8. Comb. = No. of letters! / (No. of X! x No. of Y!)
Comb. = 120 / (6x2)
= 10
At last, this formula seems to work! To make sure I am going to use it on another set of results, XXXYYY, which has 20 combinations.
Comb. = 720 / (6x6)
= 20
This formula has worked again so I will try it with another example, XXXXYYY, which has 35 combinations.
Comb. = 5040 / (24x6)
= 35
Therefore the number of combinations in a name where there are two repeating letters can be worked out by using the factorial function on the number of letters, and then by dividing that result by the number of X's! multiplied by the number of Y's! :-
Combination = Letters! / (No. X's! x No. Y's!)
C = L! / (X! x Y!)
Having found the formula, which is stated above, I am now going to try some combinations that have three repeating letters to prove that the formula still works.
Presumably the formula should be the following, for combinations which have three repeating letters:-
Comb. = letters! / (No. of X! x No. of Y! x No. of Z!)

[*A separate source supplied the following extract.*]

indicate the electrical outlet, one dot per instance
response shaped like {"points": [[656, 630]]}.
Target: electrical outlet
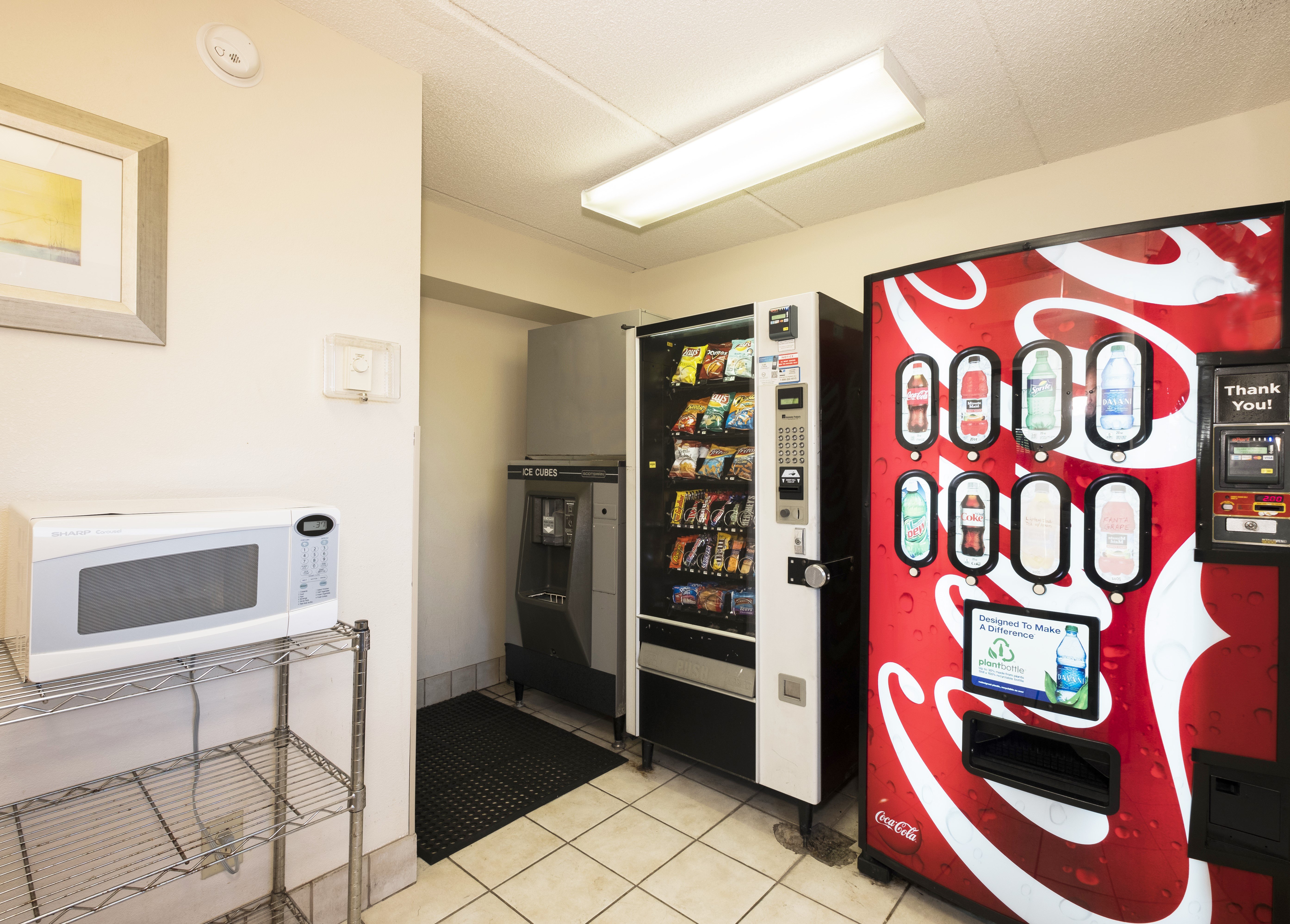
{"points": [[224, 830]]}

XYZ has 6 combinations and so:-
Comb. = 6 / (1x1x1)
= 6
This seems to work for this basic combination but if we make it more difficult does the formula still work?
XXYZ ZYXX
XXZY XYZX
XZXY XYXZ
XZYX YXZX
ZXYX YXXZ
ZXXY YZXX 12 combinations
Comb. = 24 / (2x1x1)
= 12
Once again this formula seems to work, though finally I will use XXYYZ
XXYYZ ZXYXY XYXYZ YXYXZ XYYZX YXYZX
XXYZY ZYYXX XYXZY YXXYZ XYZXY XZYYX
XXZYY ZXYYX XZYYX YZXXY XYZYX YYXZX
XZXYY ZYXYX XZYXY YZXYX YYZXX YXZXY
ZXXYY XYYXZ YYXXZ YZYXX XXZYY YXZYX
The letters XXYYZ have 30 different combinations. Now I have to try this with the formula, C = L! / (No. X! x No. Y! x No. Z!)
Combination = 5! / (2! x 2! x 1!)
Combination = 120 / 4
Combination = 30
This appears to agree with the formula's answer, which means if there were a pattern of one thousand different symbols repeating themselves then the formula would simply be:-
Comb. = Letters! / (No of A's! x No. of B's! x No. of C's! x No. of D's!......etc)
This formula is known as a universal formula and has been derived from my original one.
In conclusion, I have worked out a formula for working out the different amounts of combinations in a name that has no repeating letters, (C = L!). As well as this, I have worked out the formula for an arrangement of letters for two or more repeating letters, (C = L! / (No. A! x No. B! x No. C! ...etc).